一度読んだら忘れられない。コピーライター尾形真理子さんによる、ファッションビルLUMINE(ルミネ)のCMコピーだ。蜷川実花さんが撮る写真とのコラボレーションで、アート作品のような連作広告を創ってきた。

◆凡人にしてみれば、彼女らのような天才が羨ましい。きっと、ほとばしる才気で次から次へと傑作が沸いて出るに違いないと思ってしまう。ところが尾形さんは、コピーはひらめくものではない、という。ひらめくものではなく考えるものだというのだ。常に考え、検証を重ね、そうやって考えが煮詰まってコピーが完成するという。ノーベル賞を受賞した天才物理学者・湯川秀樹博士も「アイデアの秘訣は執念である」と言っている。

◆「僕は天才ではありません。なぜかというと、自分がどうしてヒットを打てるかを説明できるからです」 イチロー選手の言葉である。天才と呼ばれるひとにも(当たり前だが)努力はある。その努力をひとに見せないのが、天才が天才たるゆえんであろう。

◆何年か前、山手線の恵比寿駅でみたLUMINEのポスターがまだ目に焼き付いている。

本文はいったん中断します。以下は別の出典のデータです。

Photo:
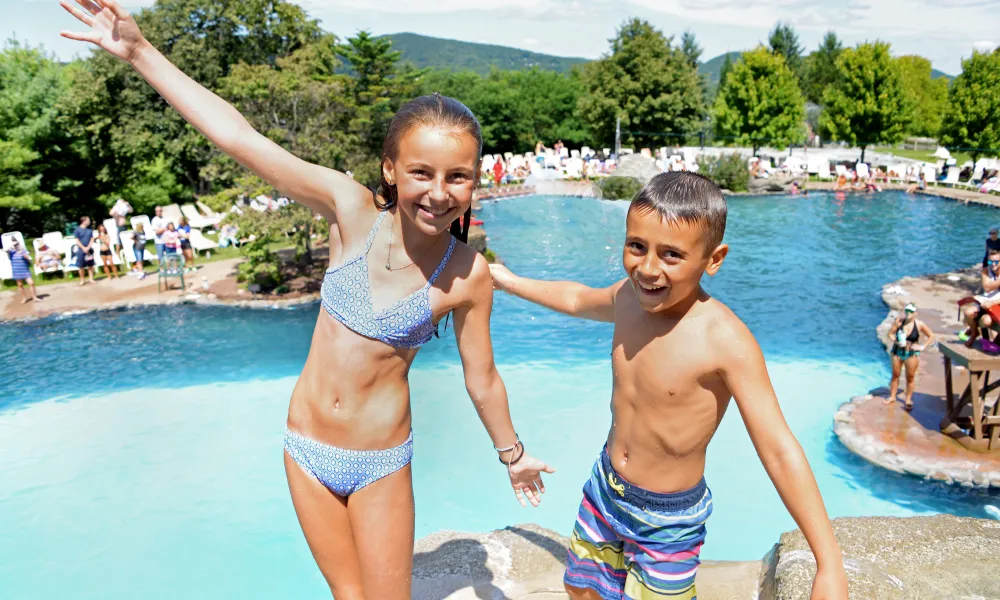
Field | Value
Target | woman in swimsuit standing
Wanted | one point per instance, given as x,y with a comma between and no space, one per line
905,334
395,272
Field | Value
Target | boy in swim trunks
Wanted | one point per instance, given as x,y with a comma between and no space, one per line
678,356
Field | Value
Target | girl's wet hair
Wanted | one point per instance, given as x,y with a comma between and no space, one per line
682,196
434,110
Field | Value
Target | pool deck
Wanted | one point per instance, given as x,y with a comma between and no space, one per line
911,442
68,297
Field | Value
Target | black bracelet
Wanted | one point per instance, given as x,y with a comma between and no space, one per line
513,462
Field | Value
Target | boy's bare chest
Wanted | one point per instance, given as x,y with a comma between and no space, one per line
668,361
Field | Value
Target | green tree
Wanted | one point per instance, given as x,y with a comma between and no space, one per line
820,67
38,163
784,41
126,127
725,69
379,86
517,108
646,82
973,119
761,102
867,104
927,97
691,49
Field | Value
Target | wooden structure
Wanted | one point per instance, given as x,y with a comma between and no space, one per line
984,422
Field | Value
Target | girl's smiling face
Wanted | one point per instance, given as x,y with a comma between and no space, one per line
435,174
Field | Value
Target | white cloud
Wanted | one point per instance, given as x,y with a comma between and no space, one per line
932,19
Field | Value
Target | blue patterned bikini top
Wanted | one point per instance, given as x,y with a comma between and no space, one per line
346,295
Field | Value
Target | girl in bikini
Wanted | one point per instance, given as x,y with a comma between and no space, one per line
396,270
905,352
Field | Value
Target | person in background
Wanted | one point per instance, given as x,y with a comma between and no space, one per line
48,258
921,184
171,239
20,262
498,172
992,243
227,235
905,334
184,232
107,251
139,239
977,317
85,251
159,225
120,212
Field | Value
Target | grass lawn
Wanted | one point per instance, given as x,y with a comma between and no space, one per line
924,155
150,268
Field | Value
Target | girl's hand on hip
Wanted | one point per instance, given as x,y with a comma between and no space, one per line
526,479
111,27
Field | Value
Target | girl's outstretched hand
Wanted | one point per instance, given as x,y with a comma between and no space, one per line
526,479
111,27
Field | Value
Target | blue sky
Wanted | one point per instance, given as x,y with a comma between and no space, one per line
944,31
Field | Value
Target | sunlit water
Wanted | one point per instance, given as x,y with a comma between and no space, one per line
141,449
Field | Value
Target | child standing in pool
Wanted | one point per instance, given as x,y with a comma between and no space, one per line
396,271
678,357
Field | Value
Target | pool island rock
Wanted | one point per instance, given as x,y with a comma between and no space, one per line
887,558
911,442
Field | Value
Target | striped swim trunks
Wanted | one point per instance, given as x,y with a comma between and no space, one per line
632,543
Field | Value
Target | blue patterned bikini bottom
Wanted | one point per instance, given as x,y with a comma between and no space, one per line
344,472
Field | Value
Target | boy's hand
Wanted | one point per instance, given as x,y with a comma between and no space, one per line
111,27
526,479
830,584
502,277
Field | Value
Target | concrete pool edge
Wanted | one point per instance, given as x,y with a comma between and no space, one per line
885,557
910,442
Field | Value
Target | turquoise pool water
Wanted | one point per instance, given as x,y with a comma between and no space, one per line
133,466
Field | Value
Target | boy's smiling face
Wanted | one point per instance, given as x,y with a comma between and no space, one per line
664,260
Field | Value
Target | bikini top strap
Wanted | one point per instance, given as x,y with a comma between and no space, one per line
371,234
444,262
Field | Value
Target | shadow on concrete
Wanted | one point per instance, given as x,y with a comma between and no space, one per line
471,571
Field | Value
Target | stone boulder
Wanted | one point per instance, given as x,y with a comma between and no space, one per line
892,558
527,562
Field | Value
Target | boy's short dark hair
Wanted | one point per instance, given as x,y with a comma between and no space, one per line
682,196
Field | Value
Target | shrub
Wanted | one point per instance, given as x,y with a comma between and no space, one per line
728,171
620,188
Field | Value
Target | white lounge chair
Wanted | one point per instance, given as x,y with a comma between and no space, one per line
199,242
38,243
930,174
207,211
976,176
195,219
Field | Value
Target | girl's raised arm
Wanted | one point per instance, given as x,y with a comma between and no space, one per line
113,29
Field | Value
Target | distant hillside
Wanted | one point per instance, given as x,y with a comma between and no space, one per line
712,68
454,55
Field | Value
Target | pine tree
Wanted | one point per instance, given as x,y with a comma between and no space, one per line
760,102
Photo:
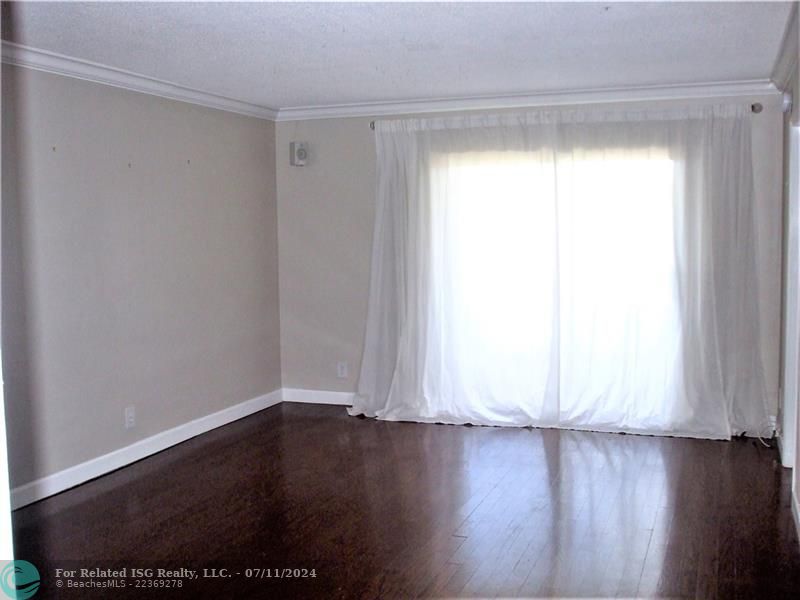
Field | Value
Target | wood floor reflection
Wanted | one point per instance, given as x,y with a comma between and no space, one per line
401,510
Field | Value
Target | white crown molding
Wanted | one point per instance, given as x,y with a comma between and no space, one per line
757,87
52,62
101,465
317,397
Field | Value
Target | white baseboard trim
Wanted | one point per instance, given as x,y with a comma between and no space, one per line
317,397
796,512
80,473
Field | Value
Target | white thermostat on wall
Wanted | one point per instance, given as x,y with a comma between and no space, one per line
298,154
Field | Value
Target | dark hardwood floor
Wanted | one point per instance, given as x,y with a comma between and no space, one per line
400,510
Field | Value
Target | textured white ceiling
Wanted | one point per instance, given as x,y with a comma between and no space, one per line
290,55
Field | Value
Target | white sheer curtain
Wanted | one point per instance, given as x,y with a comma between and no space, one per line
586,269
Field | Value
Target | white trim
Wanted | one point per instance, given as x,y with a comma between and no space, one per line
52,62
317,397
80,473
60,64
786,62
652,93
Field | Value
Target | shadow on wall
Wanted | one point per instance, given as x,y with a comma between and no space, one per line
18,364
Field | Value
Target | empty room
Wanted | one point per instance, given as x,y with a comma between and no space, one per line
400,300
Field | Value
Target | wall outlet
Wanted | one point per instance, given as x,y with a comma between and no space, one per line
341,370
130,417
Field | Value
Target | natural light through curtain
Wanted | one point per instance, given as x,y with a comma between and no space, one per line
591,270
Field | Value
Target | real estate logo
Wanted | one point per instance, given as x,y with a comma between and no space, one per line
19,579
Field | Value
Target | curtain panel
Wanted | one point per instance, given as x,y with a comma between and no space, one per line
585,269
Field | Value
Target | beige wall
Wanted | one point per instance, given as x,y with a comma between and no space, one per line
139,266
325,215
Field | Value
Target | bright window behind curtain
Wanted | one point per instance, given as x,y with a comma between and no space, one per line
537,271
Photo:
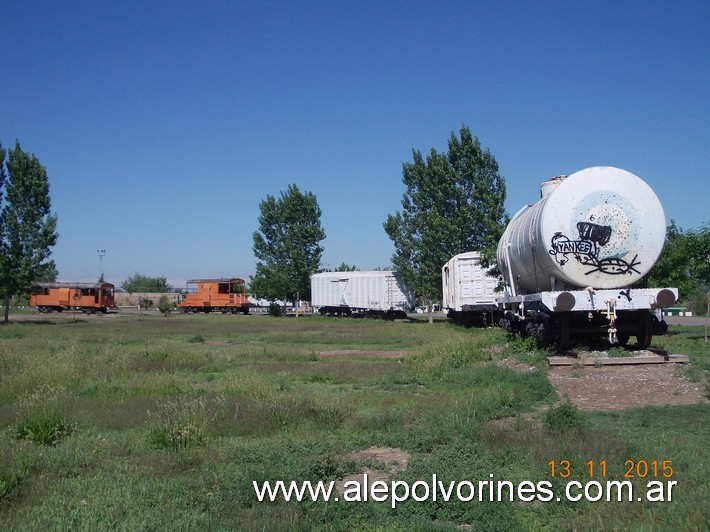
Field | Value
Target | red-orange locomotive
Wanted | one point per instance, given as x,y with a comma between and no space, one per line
224,295
87,297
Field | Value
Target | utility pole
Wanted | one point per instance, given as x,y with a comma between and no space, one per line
101,253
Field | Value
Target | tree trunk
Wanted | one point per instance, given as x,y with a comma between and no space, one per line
707,316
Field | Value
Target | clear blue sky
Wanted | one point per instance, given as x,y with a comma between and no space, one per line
163,124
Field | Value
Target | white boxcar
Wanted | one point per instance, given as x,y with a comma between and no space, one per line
357,292
469,293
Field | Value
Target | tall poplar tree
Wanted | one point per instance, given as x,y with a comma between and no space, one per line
287,245
454,202
28,227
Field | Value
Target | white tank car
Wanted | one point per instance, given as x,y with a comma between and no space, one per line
570,261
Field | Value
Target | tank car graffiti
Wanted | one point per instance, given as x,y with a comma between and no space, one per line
586,250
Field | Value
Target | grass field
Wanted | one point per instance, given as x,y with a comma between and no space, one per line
142,422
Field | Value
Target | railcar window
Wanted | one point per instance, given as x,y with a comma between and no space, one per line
237,288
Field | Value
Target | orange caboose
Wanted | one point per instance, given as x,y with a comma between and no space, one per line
228,296
87,297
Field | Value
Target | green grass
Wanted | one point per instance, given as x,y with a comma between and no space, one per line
137,421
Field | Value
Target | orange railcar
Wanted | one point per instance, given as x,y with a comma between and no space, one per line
87,297
228,296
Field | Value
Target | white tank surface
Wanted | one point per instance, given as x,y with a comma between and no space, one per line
601,227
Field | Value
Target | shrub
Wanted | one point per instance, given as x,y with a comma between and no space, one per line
165,306
275,310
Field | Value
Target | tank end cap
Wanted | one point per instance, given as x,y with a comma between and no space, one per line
665,298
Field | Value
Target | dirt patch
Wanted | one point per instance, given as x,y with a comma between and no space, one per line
620,387
365,354
392,459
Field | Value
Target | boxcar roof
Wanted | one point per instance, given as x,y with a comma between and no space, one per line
223,280
75,285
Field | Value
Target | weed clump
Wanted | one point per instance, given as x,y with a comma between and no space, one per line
179,424
565,417
41,416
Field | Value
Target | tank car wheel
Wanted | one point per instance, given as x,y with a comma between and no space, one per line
644,333
563,331
623,338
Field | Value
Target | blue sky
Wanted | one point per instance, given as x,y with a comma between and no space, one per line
163,124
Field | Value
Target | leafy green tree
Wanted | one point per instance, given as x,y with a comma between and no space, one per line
287,245
454,202
143,283
27,225
684,262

「恋が終わるなら、せめて夏がいい」 広告であるからには、いかに消費者の共感を得るかがカギになる。このコピーを読めば、「そうそう、その通り。チクショー!ルミネで服でも買おうか」という気になるではないか。「恋が終わるなら、せめて夏がいい」 そう、夏になると会いたくなるひとがいる。